These 32 favorite stocks signal the bull market is running on fumes
MarketWatch
by Mark HulbertFebruary 13, 2026
AI-Generated Deep Dive Summary
The article highlights that certain S&P 500 sectors are showing signs of strength typically seen at market peaks, suggesting the bull market may be running out of steam. By analyzing sector performance trends and comparing them to historical patterns, it appears that while the bull market isn't over yet, there are warning signals emerging. The focus is on identifying which sectors are currently leading and how their behavior aligns with indicators often present before a market downturn.
The article notes that certain sectors, such as technology and financials, have historically been strong performers near market tops. These sectors tend to outperform others during the later stages of a bull run, signaling investor confidence and speculative activity. However, this strength can also serve as an indicator of potential risk, as it often precedes market corrections.
The analysis suggests that tracking sector performance can act as a valuable "barometer" for market conditions.
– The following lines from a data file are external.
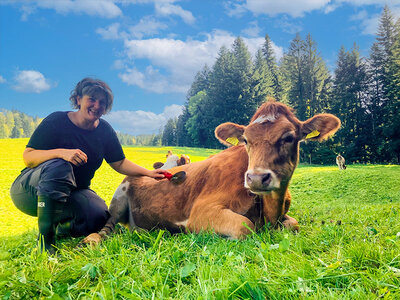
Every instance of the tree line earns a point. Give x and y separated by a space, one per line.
15 124
363 92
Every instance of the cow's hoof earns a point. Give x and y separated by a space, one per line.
92 239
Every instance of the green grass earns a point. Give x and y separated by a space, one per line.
348 246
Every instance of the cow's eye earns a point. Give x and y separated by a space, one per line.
288 139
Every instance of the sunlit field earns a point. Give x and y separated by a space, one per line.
348 246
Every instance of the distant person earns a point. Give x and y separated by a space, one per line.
62 157
340 161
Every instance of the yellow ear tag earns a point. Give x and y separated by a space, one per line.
233 140
312 134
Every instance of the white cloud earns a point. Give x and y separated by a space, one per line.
369 23
110 33
142 122
101 8
294 8
234 9
180 60
163 8
30 81
147 26
151 80
253 30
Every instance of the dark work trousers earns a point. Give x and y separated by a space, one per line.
55 179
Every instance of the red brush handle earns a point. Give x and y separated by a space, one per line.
167 175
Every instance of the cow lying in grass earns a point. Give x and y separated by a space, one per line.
340 161
232 192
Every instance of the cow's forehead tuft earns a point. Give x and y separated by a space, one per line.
266 118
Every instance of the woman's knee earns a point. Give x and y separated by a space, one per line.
91 212
57 179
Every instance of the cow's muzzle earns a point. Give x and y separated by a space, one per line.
261 181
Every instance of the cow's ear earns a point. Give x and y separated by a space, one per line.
230 134
319 127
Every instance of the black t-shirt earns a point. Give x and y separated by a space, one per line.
58 131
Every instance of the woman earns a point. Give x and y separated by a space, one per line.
61 158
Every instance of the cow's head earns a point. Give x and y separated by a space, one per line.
272 141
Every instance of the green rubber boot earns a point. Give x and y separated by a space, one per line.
46 220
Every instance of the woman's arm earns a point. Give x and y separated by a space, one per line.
33 157
129 168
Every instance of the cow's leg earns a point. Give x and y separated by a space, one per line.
218 218
119 212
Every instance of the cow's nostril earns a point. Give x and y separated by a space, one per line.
266 178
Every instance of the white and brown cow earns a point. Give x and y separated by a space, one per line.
239 188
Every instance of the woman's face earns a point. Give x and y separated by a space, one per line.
92 107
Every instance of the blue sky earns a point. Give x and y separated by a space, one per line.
148 51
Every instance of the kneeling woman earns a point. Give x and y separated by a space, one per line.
62 157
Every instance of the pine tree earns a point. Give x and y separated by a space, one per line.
272 69
263 86
391 127
169 133
349 96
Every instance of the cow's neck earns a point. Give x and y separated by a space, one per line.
274 206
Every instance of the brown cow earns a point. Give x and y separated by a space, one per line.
172 161
232 192
340 161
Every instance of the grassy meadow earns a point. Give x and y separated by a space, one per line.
348 246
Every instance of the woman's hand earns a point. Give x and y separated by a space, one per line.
129 168
157 173
75 156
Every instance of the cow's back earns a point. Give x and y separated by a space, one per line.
163 202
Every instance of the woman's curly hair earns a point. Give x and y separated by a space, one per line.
89 86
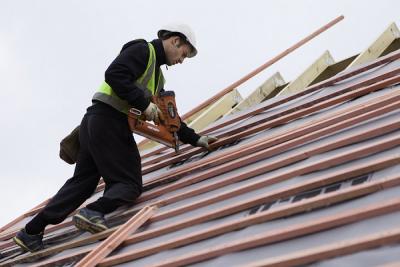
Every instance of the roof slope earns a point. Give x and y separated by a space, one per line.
312 177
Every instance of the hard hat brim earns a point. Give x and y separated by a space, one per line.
162 33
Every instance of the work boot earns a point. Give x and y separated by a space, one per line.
90 220
29 242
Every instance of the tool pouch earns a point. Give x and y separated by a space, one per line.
69 147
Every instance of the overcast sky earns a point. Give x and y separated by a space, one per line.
53 55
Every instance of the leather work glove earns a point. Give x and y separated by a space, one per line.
205 141
153 113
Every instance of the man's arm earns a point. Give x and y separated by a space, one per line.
127 67
187 135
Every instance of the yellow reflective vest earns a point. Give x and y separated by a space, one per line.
146 82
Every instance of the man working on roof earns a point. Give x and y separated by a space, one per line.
107 147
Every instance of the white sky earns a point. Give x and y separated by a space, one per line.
53 55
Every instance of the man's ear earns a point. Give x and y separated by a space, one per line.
177 41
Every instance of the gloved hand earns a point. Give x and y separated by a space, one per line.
153 113
206 140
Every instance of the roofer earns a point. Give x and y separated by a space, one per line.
107 147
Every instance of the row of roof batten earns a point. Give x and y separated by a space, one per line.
287 115
258 145
144 193
258 95
309 75
250 153
115 239
314 71
377 47
298 230
270 62
332 80
343 174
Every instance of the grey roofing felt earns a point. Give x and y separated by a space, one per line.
361 228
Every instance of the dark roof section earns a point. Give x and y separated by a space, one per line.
298 179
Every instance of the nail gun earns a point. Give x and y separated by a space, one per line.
166 131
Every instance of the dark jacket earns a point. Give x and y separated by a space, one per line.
128 66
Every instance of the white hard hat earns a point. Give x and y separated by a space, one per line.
182 29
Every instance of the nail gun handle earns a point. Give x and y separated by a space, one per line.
135 111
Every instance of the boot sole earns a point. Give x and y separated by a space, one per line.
84 224
21 244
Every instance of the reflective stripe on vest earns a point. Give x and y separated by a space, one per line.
146 82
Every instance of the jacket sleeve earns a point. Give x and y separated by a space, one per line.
127 67
187 135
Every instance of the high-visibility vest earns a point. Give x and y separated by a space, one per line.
146 82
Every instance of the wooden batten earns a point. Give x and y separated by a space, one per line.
259 94
376 49
309 75
216 110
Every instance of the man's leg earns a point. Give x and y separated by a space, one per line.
72 194
118 161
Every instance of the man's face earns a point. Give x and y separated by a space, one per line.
177 52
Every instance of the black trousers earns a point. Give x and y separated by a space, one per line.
108 150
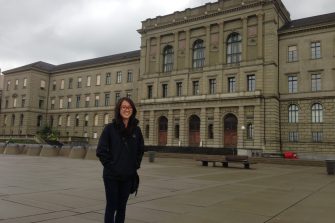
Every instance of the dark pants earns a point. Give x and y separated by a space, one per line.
117 194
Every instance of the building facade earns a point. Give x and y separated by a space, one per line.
228 74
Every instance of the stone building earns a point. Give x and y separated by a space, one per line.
232 73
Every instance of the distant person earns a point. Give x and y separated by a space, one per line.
120 150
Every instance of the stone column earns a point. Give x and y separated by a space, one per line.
147 57
245 39
152 128
170 128
221 42
240 131
187 49
158 54
207 45
216 127
182 128
260 36
175 51
203 127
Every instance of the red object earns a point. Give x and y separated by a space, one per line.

By comparing current sector behavior to historical trends, investors can gain insights into whether the market is approaching its peak or still has room to run. This approach helps identify opportunities and risks, allowing for more informed investment decisions.
Understanding these patterns matters because it provides investors with a framework to anticipate potential shifts in the market. While the bull market may not be over, being aware of sector-specific signals can help investors navigate volatility and position their portfolios accordingly. This strategy is particularly useful for those looking to hedge against potential downturns while maximizing returns during the bull run.